Non-combustible: Higher costs were seen across the board in 2024, outside of fuel, putting pressure on margins. Key cost issues included intense wage pressure and one-off expenses related to multiple airline employee strikes in 2024. In addition, there was a sharp increase in maintenance costs due to grounded aircraft and an aging global fleet. Overall non-fuel unit costs increased 1,3% in 2024 to a total of $643 billion. Non-fuel unit cost increases in 2025 are expected to be limited to 0,5%, reaching $692 billion.

The largest non-fuel cost is labor. In 2025, labor costs are expected to total $253 billion, an increase of 7,6% from 2024. With productivity gains, however, average unit labor costs are likely to increase by only 0,5% in 2025 compared to 2024. The airline workforce is expected to increase by 4% to 3,3 million people.

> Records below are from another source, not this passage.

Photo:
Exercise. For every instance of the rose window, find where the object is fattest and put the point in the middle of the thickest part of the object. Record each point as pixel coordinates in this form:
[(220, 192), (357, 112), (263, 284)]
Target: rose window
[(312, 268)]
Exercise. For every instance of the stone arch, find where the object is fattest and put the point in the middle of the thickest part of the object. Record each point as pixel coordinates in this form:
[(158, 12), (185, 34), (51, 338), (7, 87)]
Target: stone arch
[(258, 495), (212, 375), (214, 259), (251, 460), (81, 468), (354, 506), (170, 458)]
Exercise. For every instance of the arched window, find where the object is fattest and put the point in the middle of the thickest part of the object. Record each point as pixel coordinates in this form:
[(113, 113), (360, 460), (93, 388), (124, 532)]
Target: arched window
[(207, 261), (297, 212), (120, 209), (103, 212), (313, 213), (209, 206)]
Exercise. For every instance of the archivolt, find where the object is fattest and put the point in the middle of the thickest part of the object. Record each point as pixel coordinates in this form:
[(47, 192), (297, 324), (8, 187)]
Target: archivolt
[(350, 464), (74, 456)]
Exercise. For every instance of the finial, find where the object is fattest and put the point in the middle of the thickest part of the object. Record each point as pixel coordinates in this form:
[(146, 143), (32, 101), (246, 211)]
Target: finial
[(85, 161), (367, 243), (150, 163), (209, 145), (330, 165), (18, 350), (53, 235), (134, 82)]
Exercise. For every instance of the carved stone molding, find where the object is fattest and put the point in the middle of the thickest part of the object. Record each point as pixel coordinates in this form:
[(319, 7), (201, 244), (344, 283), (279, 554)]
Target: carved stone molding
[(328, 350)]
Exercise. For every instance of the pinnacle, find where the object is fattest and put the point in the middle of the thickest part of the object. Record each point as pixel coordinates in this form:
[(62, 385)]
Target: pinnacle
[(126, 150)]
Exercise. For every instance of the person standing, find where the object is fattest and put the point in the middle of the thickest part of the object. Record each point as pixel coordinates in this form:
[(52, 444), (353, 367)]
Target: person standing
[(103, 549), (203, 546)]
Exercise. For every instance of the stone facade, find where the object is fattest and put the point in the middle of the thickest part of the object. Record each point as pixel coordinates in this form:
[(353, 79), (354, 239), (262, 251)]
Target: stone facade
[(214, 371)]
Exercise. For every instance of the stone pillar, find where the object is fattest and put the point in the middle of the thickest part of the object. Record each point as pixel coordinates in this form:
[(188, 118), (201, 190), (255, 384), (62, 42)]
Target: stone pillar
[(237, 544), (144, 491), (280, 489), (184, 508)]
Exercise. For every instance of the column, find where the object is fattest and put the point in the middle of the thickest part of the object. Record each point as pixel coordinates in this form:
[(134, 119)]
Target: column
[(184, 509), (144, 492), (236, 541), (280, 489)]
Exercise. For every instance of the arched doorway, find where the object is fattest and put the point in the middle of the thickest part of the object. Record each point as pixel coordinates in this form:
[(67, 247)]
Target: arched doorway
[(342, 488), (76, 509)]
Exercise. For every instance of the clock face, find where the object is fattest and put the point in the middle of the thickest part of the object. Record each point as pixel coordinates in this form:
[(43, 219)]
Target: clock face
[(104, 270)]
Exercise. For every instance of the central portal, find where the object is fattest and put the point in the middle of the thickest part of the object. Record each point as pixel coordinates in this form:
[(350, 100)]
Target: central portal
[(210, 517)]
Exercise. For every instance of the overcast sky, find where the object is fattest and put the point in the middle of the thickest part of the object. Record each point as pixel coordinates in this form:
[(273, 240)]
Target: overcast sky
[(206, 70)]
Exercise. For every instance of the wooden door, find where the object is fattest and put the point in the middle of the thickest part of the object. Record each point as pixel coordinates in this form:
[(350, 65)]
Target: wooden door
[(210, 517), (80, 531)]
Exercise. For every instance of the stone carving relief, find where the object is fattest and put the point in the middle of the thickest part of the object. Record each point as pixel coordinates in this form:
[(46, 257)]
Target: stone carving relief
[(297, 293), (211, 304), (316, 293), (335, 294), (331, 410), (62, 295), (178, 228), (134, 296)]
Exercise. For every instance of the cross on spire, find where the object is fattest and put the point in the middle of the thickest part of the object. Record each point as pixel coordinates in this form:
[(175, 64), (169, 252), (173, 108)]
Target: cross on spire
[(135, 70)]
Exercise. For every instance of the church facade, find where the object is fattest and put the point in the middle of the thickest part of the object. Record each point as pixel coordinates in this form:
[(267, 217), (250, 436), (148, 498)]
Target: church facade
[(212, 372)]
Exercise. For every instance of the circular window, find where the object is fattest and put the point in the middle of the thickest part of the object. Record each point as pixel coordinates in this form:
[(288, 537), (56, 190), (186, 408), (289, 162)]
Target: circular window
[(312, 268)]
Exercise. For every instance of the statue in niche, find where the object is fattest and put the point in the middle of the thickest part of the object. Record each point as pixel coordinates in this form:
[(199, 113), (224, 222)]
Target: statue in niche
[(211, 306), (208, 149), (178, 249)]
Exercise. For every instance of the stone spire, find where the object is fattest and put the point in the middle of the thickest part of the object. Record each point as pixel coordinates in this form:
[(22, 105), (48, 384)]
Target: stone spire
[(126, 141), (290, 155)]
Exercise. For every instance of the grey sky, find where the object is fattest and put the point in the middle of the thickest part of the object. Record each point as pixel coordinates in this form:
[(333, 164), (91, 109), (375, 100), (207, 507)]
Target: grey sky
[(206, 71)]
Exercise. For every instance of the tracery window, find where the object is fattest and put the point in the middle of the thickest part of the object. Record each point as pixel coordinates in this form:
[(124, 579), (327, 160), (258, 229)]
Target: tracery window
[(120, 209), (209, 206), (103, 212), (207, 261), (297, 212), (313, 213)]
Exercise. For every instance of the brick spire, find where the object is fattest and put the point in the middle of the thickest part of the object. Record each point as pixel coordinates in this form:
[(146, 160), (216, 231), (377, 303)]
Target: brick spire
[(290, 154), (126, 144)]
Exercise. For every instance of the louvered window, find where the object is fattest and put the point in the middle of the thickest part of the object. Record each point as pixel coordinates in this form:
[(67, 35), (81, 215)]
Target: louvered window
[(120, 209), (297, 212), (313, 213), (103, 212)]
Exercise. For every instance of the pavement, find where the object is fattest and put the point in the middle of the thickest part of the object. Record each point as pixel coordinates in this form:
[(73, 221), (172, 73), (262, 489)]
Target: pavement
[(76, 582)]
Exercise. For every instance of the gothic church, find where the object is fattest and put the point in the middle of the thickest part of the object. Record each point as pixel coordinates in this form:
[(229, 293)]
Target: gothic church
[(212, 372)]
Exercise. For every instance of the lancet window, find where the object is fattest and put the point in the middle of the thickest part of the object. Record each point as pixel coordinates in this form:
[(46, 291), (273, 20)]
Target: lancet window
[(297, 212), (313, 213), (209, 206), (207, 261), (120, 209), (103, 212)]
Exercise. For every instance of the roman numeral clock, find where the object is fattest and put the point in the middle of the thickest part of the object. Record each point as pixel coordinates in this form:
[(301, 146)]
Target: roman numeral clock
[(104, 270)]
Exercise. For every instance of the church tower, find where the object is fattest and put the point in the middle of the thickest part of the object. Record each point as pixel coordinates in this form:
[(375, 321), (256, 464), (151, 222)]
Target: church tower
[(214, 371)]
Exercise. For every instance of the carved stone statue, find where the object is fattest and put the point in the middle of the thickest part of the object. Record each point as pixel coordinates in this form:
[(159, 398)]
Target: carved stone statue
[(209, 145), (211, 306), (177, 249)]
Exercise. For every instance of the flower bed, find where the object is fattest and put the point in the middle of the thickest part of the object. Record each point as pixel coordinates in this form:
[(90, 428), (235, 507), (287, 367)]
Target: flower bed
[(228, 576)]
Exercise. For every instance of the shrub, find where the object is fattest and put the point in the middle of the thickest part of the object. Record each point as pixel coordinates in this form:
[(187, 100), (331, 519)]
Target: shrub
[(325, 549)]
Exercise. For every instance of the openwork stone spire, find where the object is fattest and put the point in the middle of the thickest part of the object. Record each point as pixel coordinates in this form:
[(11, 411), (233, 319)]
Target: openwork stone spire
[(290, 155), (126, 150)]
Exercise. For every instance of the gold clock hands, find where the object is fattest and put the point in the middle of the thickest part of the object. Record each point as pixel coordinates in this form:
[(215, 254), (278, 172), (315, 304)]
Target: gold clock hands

Fuel: Jet fuel prices fell to $70/barrel in September 2024 for the first time since the start of the Russia-Ukraine War. In 2025, jet fuel is expected to average $87/barrel (down from $99/barrel in 2024), based on a jet fuel crack spread of $12/barrel and a crude oil price of $75/barrel (Brent). As a result, cumulative airline fuel spend is expected to be $248 billion, a decline of 4,8%, despite a 6% increase in the amount of fuel expected to be consumed (107 billion gallons). Fuel is expected to for 26,4% of operating costs in 2025, down from 28,9% in 2024.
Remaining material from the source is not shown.